Herpes is one of the most common sexually transmitted diseases, affecting close to 500 million people worldwide, yet an effective vaccine against the pernicious virus has eluded scientists for decades.
However, Howard Hughes Medical Institute (HHMI) researchers at Albert Einstein College of Medicine have now designed a new vaccine that was able to prevent both the active and latent infection stages of herpes simplex virus type 2 (HSV-2).
“Developing a herpes vaccine is one of the holy grails of infectious disease research,” said William Jacobs Jr., Ph.D., HHMI investigator at Einstein and co-senior author on the study. “We decided to take an approach that runs counter to most of the tactics used by other scientists—and we seem to have cracked the code.”

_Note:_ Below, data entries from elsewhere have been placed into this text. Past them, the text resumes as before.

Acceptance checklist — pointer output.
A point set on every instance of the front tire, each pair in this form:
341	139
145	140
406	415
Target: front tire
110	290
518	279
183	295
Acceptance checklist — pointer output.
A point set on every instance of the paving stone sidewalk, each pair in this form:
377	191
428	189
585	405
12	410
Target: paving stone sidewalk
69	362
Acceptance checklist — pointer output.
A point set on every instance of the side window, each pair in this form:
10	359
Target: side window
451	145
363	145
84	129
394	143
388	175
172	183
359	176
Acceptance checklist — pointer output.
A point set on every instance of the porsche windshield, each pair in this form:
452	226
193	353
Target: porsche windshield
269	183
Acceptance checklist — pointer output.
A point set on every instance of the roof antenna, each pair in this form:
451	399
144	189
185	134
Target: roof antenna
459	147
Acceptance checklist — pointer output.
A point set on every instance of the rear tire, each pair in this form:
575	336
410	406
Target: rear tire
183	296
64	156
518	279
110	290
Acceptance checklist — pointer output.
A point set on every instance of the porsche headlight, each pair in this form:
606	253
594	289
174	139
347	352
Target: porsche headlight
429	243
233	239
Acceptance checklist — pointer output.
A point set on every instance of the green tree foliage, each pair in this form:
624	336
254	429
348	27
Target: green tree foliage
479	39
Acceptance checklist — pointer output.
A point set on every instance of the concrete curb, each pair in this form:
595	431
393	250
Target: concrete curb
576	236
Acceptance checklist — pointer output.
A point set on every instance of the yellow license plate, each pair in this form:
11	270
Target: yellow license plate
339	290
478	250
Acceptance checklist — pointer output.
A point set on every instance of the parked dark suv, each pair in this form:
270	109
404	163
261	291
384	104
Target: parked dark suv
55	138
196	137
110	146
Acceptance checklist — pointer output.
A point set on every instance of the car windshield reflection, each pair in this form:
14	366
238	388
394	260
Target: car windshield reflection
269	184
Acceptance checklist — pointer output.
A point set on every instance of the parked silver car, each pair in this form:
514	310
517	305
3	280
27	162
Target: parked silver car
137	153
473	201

Traditional approaches to HSV-2 vaccine design went with the assumption that the vaccine must stimulate the body to produce neutralizing antibodies, especially against the viral surface protein called glycoprotein D (gD-2), which HSV-2 uses to enter the host cell. Unfortunately, this methodology has not yielded a vaccine that has been able to prevent herpes infections within humans.
“This suggests we’ve been stimulating production of the wrong type of antibodies,” stated co-senior author Betsy Herold, M.D., Harold and Muriel Block Chair in pediatrics at Einstein.
The Einstein team was determined to take a different approach when designing their live HSV-2 vaccine. They decided to delete gD-2 from the virus’ genome. This had the effect of incapacitating the virus, making it unable to infect cells or cause disease. The researchers also hypothesized that the gD-2 deletion would stimulate the host immune system to produce different and more efficacious antibodies.
“We had a hunch that gD-2 might be masking other viral antigens, and that by removing this dominant protein we would expose those previously masked antigens to the immune system,” explained Dr. Jacobs.
Dr. Jacobs and his colleagues found that mice immunized with their newly generated vaccine provided complete protection from subsequent challenges with wild-type HSV-2, either intravaginally or through the skin. Furthermore, the researchers were unable to detect any latent HSV-2 virus at the challenge site in the immunized mice.
“Our findings challenge the existing dogma that says an effective herpes vaccine must stimulate neutralizing antibodies against gD-2,” said Dr. Jacobs. “It’s almost as if the virus evolved gD-2 specifically to hide the other antigens. gD-2 turns out to be a Trojan horse that misleads the immune system.”
The results from this study will be released on March 10 online in eLife through an article entitled “Herpes simplex type 2 virus deleted in glycoprotein D protects against vaginal, skin and neural disease”.
Because vaccine safety is a prevailing concern to public health, the Einstein team calculated the amount of wild-type virus that would be required to kill a mouse and then challenged mice lacking an immune system with the vaccine at 1,000 times the calculated lethal wild-type dose. Not only did the mice survive, none of them developed any signs of herpes.
The Einstein researchers are hopeful that their novel design will spawn new vaccine development for other viral infections where an effective vaccine is desperately needed.
“Genital herpes infections can not only be serious in and of themselves, but they also play a major role in fueling the HIV epidemic,” explained Dr. Herold. “People infected with HSV-2 are more likely to acquire and to transmit HIV—which further underscores the need to develop a safe and effective herpes vaccine.”